RECOLLECTION
Marguerite Davenport
by Lucy Davenport Wallace
2006
I remember Grandmother with her fascinating rocks and minerals which she had on the window sill in the living room. I remember oriental rugs and camel bags made with the same fabric. I remember peacock feathers in the front hall. She was almost reverential about these things and helped me grow to appreciate the unmatchable beauty of things in nature and the richness of the world with its countries and far off people. You were not to underestimate the things that Grandmother loved because she loved them so much. She didn’t always know that I had questions, however. She didn’t know how interested I really was.
I remember her standing by the privit hedges along the road waiting for us to go by, clippers in hand. There were long hours in the garden, moving bushes around, and there were the weeds, which she often protected because they were “beautiful”. She was not a snappy dresser in the garden.
She could paint very well and did lovely pictures of Squam or the ocean. She painted vines in the cracks in the plaster going up the steps to the garage apartment. Never one to scorn practicality. She made poker chips out of wave-smoothed shells at Nags Head and we played some game. Was it poker?
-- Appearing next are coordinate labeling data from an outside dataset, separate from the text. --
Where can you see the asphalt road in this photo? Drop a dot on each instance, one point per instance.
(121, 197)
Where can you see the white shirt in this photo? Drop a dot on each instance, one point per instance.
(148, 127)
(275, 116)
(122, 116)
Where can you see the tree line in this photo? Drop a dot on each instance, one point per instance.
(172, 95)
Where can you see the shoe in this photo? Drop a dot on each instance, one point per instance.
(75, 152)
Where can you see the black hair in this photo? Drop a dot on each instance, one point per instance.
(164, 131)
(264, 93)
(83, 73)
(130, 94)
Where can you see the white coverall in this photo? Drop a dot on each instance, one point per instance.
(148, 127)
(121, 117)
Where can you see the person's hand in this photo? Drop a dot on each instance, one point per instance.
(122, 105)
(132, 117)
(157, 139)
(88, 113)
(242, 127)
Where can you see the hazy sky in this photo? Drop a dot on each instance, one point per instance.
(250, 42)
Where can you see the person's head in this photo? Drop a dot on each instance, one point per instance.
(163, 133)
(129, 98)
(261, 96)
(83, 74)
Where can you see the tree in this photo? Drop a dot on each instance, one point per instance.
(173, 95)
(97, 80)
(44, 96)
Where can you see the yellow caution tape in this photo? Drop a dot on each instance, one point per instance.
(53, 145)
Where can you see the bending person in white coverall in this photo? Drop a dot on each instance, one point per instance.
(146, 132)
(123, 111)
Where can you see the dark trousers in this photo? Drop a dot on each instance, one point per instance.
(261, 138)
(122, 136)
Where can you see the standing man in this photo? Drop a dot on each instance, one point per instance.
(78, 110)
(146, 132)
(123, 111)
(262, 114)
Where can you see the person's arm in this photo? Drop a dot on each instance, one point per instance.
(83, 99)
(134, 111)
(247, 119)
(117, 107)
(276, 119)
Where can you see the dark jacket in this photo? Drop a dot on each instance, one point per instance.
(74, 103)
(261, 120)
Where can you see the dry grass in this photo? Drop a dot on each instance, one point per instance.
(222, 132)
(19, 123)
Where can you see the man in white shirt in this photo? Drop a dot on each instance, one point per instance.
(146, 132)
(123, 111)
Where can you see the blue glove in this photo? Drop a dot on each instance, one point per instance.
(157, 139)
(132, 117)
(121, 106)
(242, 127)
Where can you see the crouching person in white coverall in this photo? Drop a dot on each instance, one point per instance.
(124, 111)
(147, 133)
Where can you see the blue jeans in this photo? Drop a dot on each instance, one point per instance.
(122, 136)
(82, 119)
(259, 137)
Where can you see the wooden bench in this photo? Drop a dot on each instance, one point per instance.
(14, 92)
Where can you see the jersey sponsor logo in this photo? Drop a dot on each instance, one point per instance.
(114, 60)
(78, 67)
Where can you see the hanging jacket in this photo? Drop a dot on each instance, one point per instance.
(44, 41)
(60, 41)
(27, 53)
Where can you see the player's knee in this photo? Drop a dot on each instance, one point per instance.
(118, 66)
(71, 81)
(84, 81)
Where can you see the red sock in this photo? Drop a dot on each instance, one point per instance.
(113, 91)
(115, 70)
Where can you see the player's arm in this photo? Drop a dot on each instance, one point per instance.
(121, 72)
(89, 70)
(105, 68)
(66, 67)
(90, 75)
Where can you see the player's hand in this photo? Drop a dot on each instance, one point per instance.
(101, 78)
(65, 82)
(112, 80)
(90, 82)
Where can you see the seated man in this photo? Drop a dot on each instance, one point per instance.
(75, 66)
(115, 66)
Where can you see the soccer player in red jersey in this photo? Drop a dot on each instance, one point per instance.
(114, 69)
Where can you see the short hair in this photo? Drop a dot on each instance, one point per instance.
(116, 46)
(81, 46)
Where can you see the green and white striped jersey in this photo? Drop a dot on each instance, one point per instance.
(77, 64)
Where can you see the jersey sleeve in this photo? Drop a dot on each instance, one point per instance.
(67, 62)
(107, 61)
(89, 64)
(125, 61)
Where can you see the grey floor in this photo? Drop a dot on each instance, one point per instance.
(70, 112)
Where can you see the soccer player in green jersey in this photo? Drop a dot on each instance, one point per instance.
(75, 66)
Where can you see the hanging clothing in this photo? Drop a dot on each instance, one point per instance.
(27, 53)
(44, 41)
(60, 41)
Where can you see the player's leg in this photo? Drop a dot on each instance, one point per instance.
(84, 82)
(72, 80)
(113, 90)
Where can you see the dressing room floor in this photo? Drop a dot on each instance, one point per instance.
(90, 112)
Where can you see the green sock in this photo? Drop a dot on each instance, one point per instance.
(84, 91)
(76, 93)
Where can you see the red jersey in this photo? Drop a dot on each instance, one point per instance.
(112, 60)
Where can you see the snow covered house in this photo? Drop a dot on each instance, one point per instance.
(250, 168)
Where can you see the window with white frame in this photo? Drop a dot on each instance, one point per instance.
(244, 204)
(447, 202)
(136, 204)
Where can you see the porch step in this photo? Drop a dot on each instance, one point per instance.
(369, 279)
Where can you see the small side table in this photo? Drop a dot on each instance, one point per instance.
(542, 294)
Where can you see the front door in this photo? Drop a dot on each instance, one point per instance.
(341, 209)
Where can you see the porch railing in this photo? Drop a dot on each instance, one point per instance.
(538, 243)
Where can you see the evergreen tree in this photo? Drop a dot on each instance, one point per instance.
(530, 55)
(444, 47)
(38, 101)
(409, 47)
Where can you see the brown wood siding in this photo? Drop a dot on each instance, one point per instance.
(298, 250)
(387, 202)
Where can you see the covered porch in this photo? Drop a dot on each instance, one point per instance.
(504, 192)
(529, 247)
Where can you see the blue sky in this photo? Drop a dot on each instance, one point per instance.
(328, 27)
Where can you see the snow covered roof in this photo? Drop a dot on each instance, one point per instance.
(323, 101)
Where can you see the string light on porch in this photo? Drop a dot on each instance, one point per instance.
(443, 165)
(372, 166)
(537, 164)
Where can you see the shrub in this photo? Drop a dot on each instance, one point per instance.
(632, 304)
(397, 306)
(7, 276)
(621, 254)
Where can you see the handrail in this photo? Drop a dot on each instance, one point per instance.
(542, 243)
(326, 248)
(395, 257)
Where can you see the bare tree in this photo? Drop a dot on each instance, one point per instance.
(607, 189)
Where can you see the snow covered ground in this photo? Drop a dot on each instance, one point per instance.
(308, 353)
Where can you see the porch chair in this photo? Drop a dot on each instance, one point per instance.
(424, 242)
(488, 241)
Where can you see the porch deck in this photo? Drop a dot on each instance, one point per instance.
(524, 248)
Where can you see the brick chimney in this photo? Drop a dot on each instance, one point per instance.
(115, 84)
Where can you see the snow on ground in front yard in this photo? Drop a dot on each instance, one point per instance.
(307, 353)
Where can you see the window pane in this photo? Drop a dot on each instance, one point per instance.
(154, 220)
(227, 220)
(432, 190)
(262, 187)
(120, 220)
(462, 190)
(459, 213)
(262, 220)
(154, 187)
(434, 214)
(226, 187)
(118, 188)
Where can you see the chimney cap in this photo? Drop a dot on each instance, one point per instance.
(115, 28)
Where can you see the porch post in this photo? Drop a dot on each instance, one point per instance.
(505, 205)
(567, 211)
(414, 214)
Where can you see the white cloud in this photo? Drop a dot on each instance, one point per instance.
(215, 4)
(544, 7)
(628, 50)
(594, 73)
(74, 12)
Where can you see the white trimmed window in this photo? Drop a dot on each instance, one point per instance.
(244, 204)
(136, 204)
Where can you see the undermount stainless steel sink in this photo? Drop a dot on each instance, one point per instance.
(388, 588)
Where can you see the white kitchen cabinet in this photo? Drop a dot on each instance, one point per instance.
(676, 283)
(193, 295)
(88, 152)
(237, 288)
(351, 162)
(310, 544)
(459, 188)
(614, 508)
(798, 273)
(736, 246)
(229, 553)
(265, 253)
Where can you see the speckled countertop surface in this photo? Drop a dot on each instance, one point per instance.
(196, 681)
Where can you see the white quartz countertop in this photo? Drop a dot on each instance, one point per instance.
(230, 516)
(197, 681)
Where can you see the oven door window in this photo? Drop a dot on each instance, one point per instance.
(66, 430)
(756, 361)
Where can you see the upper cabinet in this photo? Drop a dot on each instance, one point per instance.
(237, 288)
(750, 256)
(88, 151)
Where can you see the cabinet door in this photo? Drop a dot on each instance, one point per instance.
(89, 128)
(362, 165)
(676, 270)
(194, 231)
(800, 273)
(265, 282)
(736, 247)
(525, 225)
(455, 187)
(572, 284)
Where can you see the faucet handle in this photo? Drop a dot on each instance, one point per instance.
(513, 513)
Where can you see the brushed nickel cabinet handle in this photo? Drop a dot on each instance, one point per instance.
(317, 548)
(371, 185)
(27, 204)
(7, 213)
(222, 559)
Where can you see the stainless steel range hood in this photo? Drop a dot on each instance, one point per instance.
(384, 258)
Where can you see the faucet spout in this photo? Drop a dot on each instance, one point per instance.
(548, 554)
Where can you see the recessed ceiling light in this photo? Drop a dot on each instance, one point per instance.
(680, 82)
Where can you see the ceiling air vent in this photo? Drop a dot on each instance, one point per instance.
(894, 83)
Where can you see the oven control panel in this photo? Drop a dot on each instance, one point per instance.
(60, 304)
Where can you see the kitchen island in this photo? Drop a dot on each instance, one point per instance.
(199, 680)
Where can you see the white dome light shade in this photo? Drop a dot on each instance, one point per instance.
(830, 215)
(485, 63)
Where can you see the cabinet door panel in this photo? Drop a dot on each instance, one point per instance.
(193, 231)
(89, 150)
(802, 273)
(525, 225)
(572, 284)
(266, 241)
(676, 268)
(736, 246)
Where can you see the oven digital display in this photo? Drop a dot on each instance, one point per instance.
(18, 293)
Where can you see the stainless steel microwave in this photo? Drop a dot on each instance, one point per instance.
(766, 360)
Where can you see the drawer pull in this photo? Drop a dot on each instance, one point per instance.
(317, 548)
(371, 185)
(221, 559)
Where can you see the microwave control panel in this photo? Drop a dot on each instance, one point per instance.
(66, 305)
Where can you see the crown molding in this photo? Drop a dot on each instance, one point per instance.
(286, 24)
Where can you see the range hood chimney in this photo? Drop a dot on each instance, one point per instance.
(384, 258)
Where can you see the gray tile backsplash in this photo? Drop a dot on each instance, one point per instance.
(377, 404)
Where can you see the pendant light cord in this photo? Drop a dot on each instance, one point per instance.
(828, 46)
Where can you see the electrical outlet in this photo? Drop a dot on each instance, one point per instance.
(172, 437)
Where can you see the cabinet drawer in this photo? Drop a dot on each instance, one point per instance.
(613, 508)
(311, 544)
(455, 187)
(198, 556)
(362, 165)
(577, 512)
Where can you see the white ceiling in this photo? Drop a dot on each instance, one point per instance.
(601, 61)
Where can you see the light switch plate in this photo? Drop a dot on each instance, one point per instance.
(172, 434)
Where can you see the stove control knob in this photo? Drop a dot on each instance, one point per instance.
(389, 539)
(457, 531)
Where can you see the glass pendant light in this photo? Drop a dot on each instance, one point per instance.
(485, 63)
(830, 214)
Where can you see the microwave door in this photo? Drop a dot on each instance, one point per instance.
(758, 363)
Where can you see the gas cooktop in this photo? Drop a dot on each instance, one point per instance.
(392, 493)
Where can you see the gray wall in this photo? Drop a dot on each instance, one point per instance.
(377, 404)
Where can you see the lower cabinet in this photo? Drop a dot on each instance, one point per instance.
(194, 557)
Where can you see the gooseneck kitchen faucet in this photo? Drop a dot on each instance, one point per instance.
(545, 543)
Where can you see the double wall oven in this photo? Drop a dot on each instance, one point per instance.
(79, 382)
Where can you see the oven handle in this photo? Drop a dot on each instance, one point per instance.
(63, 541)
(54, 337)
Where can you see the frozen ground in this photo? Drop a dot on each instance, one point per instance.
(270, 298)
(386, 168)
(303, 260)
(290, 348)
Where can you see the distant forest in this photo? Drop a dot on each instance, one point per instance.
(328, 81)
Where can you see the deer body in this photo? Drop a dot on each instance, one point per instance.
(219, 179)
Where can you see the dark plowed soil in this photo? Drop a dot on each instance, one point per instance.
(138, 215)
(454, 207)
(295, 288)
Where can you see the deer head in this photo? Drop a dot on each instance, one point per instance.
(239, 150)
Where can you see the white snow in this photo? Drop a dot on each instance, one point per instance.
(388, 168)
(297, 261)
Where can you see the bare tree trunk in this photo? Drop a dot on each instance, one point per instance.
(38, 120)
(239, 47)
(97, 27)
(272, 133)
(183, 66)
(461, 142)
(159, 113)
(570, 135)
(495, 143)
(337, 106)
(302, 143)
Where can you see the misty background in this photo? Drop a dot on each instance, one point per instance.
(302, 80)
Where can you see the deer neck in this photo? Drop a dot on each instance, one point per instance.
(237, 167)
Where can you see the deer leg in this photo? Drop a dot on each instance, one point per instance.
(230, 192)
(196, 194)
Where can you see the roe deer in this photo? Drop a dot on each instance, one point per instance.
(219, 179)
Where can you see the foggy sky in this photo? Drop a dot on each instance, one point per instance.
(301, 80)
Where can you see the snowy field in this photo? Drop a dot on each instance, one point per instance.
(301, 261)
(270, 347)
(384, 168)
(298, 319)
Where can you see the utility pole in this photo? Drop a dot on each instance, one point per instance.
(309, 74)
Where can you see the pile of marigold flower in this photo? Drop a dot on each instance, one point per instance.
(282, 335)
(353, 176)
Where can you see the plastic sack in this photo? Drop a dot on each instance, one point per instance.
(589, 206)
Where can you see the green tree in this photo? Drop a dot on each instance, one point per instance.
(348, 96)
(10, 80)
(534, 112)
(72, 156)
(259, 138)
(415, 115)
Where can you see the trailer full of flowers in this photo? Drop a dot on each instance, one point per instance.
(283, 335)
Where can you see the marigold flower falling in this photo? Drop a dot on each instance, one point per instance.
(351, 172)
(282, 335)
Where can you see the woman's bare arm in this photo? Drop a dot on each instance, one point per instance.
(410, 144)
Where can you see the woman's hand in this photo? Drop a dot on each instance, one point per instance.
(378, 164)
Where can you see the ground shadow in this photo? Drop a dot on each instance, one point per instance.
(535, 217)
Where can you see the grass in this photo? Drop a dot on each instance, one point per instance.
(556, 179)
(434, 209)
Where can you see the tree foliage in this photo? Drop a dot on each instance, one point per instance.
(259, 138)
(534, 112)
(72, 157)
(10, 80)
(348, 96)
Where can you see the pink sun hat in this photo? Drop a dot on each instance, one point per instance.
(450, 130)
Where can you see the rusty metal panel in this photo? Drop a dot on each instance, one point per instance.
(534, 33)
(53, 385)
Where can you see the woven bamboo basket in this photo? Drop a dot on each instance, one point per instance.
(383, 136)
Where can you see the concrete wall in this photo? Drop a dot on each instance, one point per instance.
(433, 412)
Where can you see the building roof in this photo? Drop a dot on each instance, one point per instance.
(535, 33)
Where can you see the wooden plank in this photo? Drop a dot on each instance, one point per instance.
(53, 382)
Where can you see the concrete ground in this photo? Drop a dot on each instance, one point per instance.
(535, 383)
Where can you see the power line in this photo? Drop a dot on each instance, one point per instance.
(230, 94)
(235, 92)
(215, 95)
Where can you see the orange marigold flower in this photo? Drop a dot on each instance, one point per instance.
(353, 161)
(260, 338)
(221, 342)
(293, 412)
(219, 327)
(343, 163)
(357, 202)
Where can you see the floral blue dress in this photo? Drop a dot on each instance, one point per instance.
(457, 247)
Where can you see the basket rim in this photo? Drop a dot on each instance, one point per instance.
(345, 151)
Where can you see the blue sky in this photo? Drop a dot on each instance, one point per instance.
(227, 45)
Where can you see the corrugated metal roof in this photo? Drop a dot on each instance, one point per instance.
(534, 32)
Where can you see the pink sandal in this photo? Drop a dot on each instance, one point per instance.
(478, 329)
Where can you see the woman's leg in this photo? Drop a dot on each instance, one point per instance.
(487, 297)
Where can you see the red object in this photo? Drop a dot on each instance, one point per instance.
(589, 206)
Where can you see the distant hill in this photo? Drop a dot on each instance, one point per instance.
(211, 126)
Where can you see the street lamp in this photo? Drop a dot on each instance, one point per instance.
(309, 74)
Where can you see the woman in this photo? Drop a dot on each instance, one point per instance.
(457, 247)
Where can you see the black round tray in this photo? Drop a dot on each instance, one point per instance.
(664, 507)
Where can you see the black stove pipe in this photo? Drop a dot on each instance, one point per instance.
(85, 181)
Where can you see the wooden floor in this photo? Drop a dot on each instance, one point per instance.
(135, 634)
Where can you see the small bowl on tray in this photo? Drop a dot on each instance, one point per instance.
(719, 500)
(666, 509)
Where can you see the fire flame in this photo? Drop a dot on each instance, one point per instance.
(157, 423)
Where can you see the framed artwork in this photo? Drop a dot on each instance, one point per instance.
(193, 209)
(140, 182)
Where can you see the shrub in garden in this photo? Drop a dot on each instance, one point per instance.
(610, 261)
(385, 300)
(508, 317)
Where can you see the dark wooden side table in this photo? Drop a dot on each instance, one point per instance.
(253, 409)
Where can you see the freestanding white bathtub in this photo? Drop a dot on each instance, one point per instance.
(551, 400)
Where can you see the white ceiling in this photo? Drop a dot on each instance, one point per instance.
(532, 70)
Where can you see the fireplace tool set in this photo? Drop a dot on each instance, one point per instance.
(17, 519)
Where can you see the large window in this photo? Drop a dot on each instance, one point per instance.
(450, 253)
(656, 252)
I remember her omnipresent large hat, mostly straw, in the middle of church about a fourth of the way from the front. She loved the ecclesiastical symbols, which I never really fell in love with, though I felt I should know them. She drove her grey Plymouth to church every Sunday. She drove so slowly that we worried about it, but we were proud of her.
Grandmother had a television for Old Sarah who couldn’t walk at all well and needed something to do. That was the first TV we knew. After Sarah died, Grandmother cooked for herself. Often it was only a boiled egg, and coffee ice cream which she got at the Clover Room. Mother and Daddy worried about that. She had breast cancer but never complained a moment and kept going, all cured.
When I took my first baby to see her we were up in her room. Otway was fussy probably because he was hungry. She was delighted with him. She took him from me, deftly placed him on his stomach across her knees and rocked him back and forth. It worked like magic. You could tell she was the mother of 5 boys. John was the last of my babies she saw. She thought he was beautiful and said, “I may never see him again.” She was not well at the time.